Когда он стал явственно различать в своей душе и правда предстала перед ним так же отчетливо, как столб, поддерживающий своды его темницы, он стал думать о раскаянии.
«А в чем, собственно, я должен раскаиваться? Меня оскорбили самым жестоким образом, я убил, я заслуживаю смерти, но это и все. Я умираю, после того как свел счеты с человечеством. Я не оставляю после себя ни одного невыполненного обязательства, я никому ничего не должен, а в смерти моей нет решительно ничего постыдного, если не считать способа, которым я буду убит. Конечно, одного этого более чем достаточно, чтобы заклеймить меня в глазах верьерских мещан, но с высшей, так сказать, философской, точки зрения — какое это имеет значение? У меня, впрочем, есть средство оставить после себя почтенную память — это швырять в толпу золотые монеты, идя на казнь. И тогда память обо мне, связанная с воспоминанием о золоте, будет поистине лучезарной».
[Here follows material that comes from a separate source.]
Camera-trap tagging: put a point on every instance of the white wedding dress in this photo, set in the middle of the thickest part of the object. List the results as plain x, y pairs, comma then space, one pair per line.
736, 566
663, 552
Успокоившись на этом рассуждении, которое через минуту показалось ему совершенно правильным, Жюльен сказал: «Мне нечего больше делать на земле!» — и заснул крепким сном.
Около десяти часов вечера тюремщик разбудил его: он принес ему ужин.
— Что говорят в Верьере?
— Господин Жюльен, я перед распятием присягал в королевском суде в тот день, когда меня взяли на эту должность, — я должен молчать.
Он молчал, но не уходил. Это грубое лицемерие рассмешило Жюльена. «Надо заставить его подольше подождать этих пяти франков, которые он надеется получить с меня за свою совесть», — подумал он.
Видя, что ужин подходит к концу, а его даже не пытаются соблазнить, тюремщик не выдержал.
— Вот только что разве по дружбе к вам, господин Жюльен, — промолвил он притворно сочувственным тоном, — я уж вам скажу, — хоть и говорят, что это вредит правосудию, потому как вы сможете воспользоваться этим для своей защиты… Но вы, господин Жюльен, вы добрая душа, и вам, конечно, будет приятно узнать, что госпожа де Реналь поправляется.
— Как! Она жива? — вне себя воскликнул Жюльен, вскочив из-за стола.
— А вы ничего не знали? — сказал тюремщик с тупым изумлением, которое мгновенно сменилось выражением ликующей алчности. — Да уж следовало бы вам, сударь, что-нибудь дать хирургу, потому что ведь он по закону и по справедливости помалкивать должен бы. Ну, а я, сударь, хотел угодить вам: сходил к нему, а он мне все и выложил.
— Так, значит, рана не смертельна? — шагнув к нему, нетерпеливо спросил Жюльен. — Смотри, ты жизнью своей мне за это ответишь.
Тюремщик, исполин саженного роста, струхнул и попятился к двери. Жюльен понял, что так он от него ничего не добьется. Он сел и швырнул золотой г-ну Нуару.